Being on social media as a writer can sometimes feel quite blurry. We are told it is our brand; our way of interacting directly with readers, other industry professionals and that magical, ethereal group, potential readers. We are told to divulge details of our lives and be across multiple platforms. Yet, writing is a job, it’s something we are paid to do. With most jobs, there is an expectation to keep the professional and the personal separate. How is my identity as a professional writer distinct from my identity as a person? And how does this influence what I post and how I post it?
We writers are, by definition, avid storytellers, and social media provides innumerable platforms for storytelling. There is a temptation to divulge the moments in our lives – either warm, or funny or frightening. And social media allows us to do this with alarming and addictive immediacy, providing a ready audience of hundreds, if not thousands. I’m often immobilised by what I should or should not be posting. Is it inappropriate to be political? Is it unwise to share too much about the troubles of my family? Sometimes, I think of my social media accounts as a sort of workplace bulletin to which I’m tentative to add anything too intimate. Other times, social media feels as safe as a group of close friends, chatting away in front of a fire.

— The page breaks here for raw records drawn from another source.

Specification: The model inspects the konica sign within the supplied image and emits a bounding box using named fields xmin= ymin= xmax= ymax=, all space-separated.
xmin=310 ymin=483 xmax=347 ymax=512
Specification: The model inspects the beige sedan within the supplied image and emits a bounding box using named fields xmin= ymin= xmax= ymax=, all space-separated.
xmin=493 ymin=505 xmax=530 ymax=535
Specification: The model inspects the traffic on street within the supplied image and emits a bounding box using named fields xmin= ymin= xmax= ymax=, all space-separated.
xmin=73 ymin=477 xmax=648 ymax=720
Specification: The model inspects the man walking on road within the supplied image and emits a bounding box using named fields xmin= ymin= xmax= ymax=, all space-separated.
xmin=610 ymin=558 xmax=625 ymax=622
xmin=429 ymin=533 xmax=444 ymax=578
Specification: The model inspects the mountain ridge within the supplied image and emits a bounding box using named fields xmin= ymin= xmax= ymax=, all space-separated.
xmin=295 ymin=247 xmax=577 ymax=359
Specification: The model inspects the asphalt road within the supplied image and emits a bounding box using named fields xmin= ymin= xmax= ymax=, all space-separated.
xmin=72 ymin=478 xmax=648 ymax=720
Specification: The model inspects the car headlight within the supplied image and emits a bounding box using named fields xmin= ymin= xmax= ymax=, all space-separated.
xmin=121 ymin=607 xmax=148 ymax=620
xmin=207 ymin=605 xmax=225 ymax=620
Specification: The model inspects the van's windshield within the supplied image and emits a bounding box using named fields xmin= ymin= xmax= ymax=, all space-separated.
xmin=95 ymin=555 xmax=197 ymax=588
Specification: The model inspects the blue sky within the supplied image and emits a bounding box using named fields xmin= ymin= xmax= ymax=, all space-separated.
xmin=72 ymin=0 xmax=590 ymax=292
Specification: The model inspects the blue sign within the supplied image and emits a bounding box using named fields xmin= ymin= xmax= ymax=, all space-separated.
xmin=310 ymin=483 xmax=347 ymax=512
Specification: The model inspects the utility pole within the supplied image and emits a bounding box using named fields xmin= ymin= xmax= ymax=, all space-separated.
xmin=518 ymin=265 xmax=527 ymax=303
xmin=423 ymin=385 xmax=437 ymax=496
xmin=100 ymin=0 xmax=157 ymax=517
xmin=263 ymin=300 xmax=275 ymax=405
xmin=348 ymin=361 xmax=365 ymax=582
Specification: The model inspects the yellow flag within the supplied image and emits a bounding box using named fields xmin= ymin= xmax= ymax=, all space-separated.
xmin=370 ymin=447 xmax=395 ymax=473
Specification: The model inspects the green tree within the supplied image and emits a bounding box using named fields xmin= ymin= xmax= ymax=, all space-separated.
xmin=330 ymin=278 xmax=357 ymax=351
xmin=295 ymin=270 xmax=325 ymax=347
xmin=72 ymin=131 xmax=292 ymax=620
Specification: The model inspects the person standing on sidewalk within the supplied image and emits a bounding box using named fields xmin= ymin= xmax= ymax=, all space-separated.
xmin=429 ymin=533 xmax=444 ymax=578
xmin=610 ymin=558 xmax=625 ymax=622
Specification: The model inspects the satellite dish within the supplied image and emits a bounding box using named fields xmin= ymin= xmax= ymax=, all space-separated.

There is undoubtedly element of catharsis in the sharing of highly personal stories. Research suggests that life writing (such as a diary) is deeply therapeutic – as touched upon in Susan Henke’s Shattered Subjects (2000), envisaging an audience as you engage in life writing may be as therapeutic as attending sessions with a therapist. Diarists talk about the idea of the implied audience, the imagined person reading our entries over our shoulders, encouraging us to work through our thoughts and feelings. But on social media the audience is very real, and can talk back – is this not amplified when sharing our stories, watching the likes, retweets and comments roll in? Does this public validation add to the power of the transferral process of what is, in essence, a sort of life writing? Or does it simply make it more fraught, more dangerous?
Social media is not always a positive thing for a writer.
Social media is not always a positive thing for a writer. For every writer who has achieved wider publishing success on the back of their social media following, there are writers who have alienated vast tracts of their readership with thoughtless posts. Joyce Carol Oates’ books have received both commercial success and critical acclaim, but many of her tweets have proven divisive on topics such as religion, Nazism and race. In the age of the screenshot, something inappropriate posted for only a few minutes has the capacity to not only be the opposite of therapeutic, but to both haunt the user and potentially change the trajectory of their career.
Regardless of how much or little a writer divulges, or whether they attract adoration or ire, social media becomes a projection of the person it represents; a characterisation similar to that found in an autobiography, where the person chooses – for better or worse – how to portray themselves. It remains a fascinating mystery how one writer can decide to divulge so much and another writer so little. Their meanings, both intended and received, are subjective. And we are all, in the end, in charge of our own stories.